[PyTorch] Isolate CP pool worker stdout from NCCL/library banners by sudhakarsingh27 · Pull Request #3074 · NVIDIA/TransformerEngine

sudhakarsingh27 · 2026-06-02T00:09:29Z

Problem

The CP attention test pool worker (added in #2993) uses rank-0 stdout as a line-delimited JSON protocol channel between the worker and the parent pytest process. PoolWorker._submit_once reads one line and json.loads it.

When NCCL_DEBUG is set to VERSION or INFO, NCCL writes a banner line — NCCL version 2.x.y+cudaA.B\n — to stdout (fd 1), not stderr. That banner reaches the parent ahead of the first JSON response, json.loads raises, and because the cp_pool fixture is session-scoped and the pool is killed on first failure, every subsequent CP test in the file fails with:

AssertionError: pool worker JSON protocol broke:
JSONDecodeError('Expecting value: line 1 column 1 (char 0)');
line='NCCL version 2.30.5+cuda13.3\n'

CI runners that export NCCL_DEBUG=VERSION (e.g. the cuDNN nightly GB200 job) hit this on all ~200 non-skipped test_cp_with_flash_attention / test_cp_with_fused_attention cases. With NCCL_DEBUG unset the banner isn't emitted, so the suite passes — which is why the regression only shows up on those runners.
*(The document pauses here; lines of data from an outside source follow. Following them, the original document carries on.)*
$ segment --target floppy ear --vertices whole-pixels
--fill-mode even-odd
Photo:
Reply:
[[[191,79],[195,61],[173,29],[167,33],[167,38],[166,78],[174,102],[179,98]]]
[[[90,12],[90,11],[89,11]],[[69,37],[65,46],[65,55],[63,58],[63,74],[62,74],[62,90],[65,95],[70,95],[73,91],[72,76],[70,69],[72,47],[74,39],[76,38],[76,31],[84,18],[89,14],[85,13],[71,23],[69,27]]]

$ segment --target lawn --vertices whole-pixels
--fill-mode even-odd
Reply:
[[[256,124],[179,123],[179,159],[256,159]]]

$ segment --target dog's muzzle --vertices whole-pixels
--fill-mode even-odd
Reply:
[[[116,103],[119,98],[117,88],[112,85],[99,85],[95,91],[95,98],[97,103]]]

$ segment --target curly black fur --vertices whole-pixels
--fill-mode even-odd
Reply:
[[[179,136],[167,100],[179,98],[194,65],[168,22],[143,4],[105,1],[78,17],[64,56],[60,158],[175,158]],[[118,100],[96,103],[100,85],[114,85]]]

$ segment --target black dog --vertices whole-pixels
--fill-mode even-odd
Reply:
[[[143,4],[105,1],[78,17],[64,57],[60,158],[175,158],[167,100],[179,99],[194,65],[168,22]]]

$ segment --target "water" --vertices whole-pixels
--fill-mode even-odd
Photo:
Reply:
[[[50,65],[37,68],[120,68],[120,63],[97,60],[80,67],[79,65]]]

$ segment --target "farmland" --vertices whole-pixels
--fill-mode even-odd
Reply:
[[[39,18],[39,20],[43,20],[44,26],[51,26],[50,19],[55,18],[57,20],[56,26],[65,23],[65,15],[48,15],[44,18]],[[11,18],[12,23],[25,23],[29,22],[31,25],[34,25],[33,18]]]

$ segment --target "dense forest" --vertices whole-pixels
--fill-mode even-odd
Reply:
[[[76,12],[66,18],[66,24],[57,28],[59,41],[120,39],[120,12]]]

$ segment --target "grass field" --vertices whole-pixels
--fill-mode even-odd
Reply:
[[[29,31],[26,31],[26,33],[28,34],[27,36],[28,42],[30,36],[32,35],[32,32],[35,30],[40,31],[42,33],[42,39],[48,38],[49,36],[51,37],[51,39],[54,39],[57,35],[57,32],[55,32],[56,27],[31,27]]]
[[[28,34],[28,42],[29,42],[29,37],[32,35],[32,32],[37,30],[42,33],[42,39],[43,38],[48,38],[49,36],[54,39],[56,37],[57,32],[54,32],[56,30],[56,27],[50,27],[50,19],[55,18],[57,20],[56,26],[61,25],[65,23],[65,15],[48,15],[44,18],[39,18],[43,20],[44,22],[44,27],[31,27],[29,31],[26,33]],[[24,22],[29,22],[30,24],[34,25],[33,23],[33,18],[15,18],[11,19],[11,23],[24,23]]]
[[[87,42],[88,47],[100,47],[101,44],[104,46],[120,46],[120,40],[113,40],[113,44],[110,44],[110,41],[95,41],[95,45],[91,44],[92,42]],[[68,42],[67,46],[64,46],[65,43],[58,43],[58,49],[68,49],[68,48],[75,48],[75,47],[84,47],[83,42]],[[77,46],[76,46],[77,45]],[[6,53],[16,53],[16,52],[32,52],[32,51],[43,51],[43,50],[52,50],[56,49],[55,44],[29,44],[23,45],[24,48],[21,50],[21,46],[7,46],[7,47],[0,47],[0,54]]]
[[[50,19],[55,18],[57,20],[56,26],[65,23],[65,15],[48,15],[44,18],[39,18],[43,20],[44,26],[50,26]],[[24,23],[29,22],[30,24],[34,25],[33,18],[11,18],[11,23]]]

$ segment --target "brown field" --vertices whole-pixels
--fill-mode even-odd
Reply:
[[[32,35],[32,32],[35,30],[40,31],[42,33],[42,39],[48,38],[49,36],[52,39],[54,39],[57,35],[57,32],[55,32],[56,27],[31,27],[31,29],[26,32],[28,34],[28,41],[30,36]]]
The existing mitigation only redirected non-rank-0 stdout to /dev/null, so rank 0's own banner still corrupted the stream.

Fix (both sides)

Worker — run_attention_with_cp_pool.py: before import torch, dup() rank-0's original fd 1 into a private stream reserved for JSON, then dup2(2, 1) so fd 1 points at stderr. Any banner from NCCL / cuBLAS / cuDNN / torch — Python-level or C-level, import-time or runtime — now lands on stderr (still drained into CI logs by the parent's stderr thread) instead of the protocol pipe. Responses are written through the private stream, re-prefixed with a [CP_POOL_RESP] sentinel.
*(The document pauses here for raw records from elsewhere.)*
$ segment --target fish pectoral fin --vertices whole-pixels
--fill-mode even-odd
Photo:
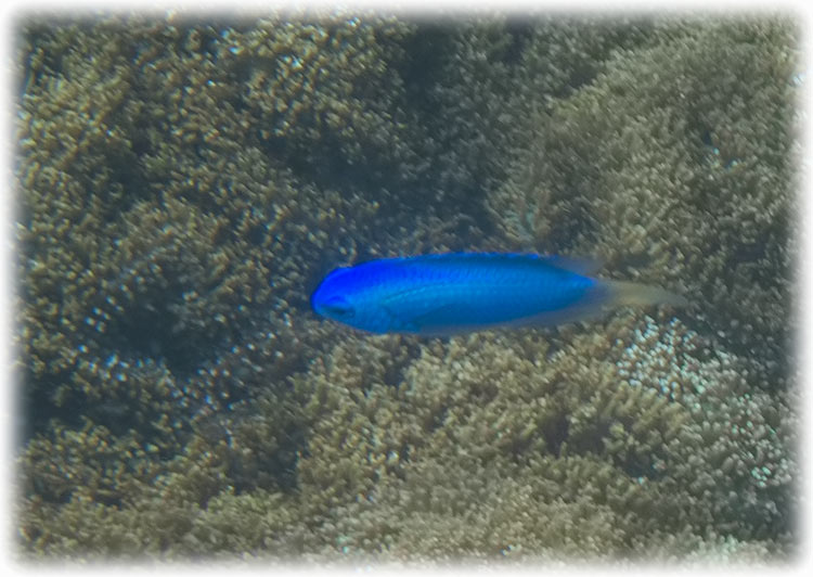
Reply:
[[[388,307],[384,307],[389,315],[390,330],[404,332],[404,333],[426,333],[425,328],[427,325],[435,325],[438,317],[441,317],[444,311],[451,311],[454,309],[454,305],[441,305],[431,309],[425,310],[414,317],[404,318],[403,315],[393,315]],[[434,334],[434,333],[433,333]]]

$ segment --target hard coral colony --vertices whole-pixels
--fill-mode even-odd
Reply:
[[[795,551],[791,22],[18,31],[26,556]],[[692,306],[428,339],[309,310],[337,262],[462,249]]]

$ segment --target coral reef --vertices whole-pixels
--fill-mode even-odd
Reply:
[[[793,553],[788,22],[20,25],[26,559]],[[334,266],[462,248],[693,306],[451,339],[308,310]]]

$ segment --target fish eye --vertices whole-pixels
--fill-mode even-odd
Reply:
[[[322,310],[324,310],[327,315],[341,319],[349,319],[352,318],[353,315],[356,315],[356,310],[353,309],[352,305],[350,305],[350,303],[348,303],[340,296],[334,296],[332,298],[328,298],[324,303],[321,303],[320,308],[322,308]]]

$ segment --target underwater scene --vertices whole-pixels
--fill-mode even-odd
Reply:
[[[791,17],[15,33],[20,559],[795,559]]]

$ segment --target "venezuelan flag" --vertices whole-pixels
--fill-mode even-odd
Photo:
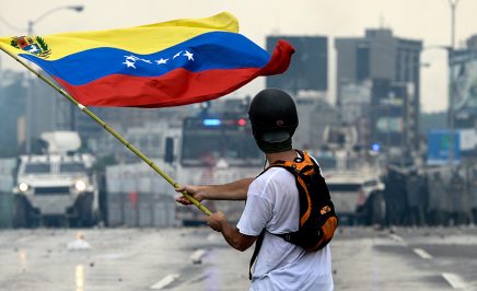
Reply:
[[[102,32],[1,37],[2,49],[48,72],[83,105],[165,107],[225,95],[287,70],[293,47],[274,54],[237,33],[230,13]]]

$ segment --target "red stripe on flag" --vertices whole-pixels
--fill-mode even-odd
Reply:
[[[177,69],[160,78],[113,74],[79,86],[56,80],[86,106],[167,107],[218,98],[252,81],[259,70]]]

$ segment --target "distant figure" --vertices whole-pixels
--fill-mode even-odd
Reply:
[[[441,173],[435,172],[428,181],[429,188],[429,223],[444,225],[447,221],[447,199],[445,183]]]
[[[449,193],[452,199],[451,221],[455,225],[461,225],[468,222],[468,201],[464,178],[454,171],[449,183]]]
[[[404,223],[407,205],[405,176],[397,168],[389,166],[384,183],[384,199],[386,200],[387,224],[402,225]]]
[[[406,216],[407,225],[422,225],[423,224],[423,206],[424,194],[422,193],[423,179],[419,176],[417,171],[411,171],[406,177],[406,194],[408,202],[408,211]]]

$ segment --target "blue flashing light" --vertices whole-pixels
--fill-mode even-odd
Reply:
[[[373,152],[379,152],[381,150],[381,144],[380,143],[373,143],[371,144],[371,150]]]
[[[220,119],[203,119],[202,124],[205,126],[220,126]]]

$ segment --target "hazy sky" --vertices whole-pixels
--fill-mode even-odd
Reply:
[[[365,28],[385,26],[395,36],[423,40],[424,47],[450,45],[450,0],[0,0],[0,35],[26,32],[28,20],[69,4],[84,11],[57,11],[35,24],[35,34],[106,30],[163,22],[183,18],[206,18],[222,11],[240,21],[241,33],[265,47],[265,36],[326,35],[330,48],[330,98],[335,95],[335,51],[333,38],[363,36]],[[459,0],[456,10],[456,44],[477,34],[477,0]],[[3,20],[3,21],[2,21]],[[4,21],[8,22],[4,23]],[[10,25],[9,25],[10,24]],[[13,27],[12,27],[13,26]],[[16,28],[15,28],[16,27]],[[21,70],[1,54],[2,67]],[[421,70],[421,106],[424,112],[447,106],[446,53],[426,49]],[[254,93],[264,85],[258,79],[242,89]]]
Parent — test_attention_with_cp.py: read until a sentinel-prefixed line, skipping (and echoing to stderr) any non-protocol chatter. This covers the one stdout source the worker-side fd redirect cannot touch: the torchrun agent process, which shares the same pipe. The select() deadline bounds the whole read loop, not just one readline.
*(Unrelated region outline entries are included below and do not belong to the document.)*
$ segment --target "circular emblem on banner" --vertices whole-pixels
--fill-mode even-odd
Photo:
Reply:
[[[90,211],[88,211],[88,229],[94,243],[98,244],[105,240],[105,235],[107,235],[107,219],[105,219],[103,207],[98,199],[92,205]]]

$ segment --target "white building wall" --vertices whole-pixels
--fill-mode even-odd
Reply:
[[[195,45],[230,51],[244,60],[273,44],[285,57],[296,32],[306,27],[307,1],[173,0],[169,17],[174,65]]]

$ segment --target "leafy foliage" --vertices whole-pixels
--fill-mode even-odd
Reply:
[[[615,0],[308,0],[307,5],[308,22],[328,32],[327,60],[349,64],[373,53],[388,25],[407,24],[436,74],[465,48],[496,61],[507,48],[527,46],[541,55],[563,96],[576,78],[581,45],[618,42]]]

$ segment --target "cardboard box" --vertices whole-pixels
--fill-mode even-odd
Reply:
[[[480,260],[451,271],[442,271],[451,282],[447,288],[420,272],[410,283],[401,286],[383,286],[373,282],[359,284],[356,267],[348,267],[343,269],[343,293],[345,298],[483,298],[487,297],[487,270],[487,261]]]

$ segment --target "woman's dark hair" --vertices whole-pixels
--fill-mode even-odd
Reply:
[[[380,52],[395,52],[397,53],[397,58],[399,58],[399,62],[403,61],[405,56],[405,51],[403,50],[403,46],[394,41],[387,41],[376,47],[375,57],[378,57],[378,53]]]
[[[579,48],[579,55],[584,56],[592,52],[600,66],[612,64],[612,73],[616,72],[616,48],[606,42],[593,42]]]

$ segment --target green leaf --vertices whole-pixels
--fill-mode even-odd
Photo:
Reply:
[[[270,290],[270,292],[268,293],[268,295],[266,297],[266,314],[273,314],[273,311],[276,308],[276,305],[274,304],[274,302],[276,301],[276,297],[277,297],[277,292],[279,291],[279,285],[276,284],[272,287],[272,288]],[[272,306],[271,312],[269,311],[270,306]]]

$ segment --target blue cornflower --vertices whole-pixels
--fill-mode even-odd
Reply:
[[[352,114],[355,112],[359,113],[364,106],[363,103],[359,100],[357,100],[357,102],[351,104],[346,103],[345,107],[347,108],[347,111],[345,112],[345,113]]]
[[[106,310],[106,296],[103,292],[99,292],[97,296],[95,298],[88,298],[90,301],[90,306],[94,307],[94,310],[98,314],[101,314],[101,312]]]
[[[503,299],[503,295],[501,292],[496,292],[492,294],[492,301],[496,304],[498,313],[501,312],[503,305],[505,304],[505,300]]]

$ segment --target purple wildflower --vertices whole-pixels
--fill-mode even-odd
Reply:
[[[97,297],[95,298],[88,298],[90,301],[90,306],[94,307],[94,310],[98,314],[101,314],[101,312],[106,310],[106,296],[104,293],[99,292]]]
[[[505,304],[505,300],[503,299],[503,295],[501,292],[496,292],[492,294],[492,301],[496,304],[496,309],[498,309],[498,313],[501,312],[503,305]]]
Defense in depth: fd-level isolation keeps the pipe clean even under verbose NCCL_DEBUG=INFO, and the sentinel framing tolerates any residual launcher noise.

Validation

8×H100, TE built from this commit:

Scenario	Result
`NCCL_DEBUG=VERSION`, flash p2p + all_gather + a2a (one session, pool reused across the banner)	✅ 3 passed
`NCCL_DEBUG=INFO` (verbose), flash p2p	✅ 1 passed
`NCCL_DEBUG=VERSION`, fused p2p	✅ 1 passed
`NCCL_DEBUG` unset (control)	✅ 1 passed
Without this fix, `NCCL_DEBUG=VERSION`	❌ `pool worker JSON protocol broke` (regression reproduced)

Type of change

Bug fix (test infrastructure; no library/runtime code change)

Checklist

Contributing guidelines followed
Changes commented where non-obvious
No new warnings
Existing test suite serves as input + validation
Existing tests pass locally (8×H100, NCCL_DEBUG=VERSION/INFO/unset)

greptile-apps · 2026-06-02T00:12:40Z

Greptile Summary

This PR fixes a CI regression where NCCL_DEBUG=VERSION caused NCCL to write a banner line to fd 1 (stdout) of the rank-0 pool worker, corrupting the line-delimited JSON protocol channel and cascading failures across all ~200 CP attention tests in the session.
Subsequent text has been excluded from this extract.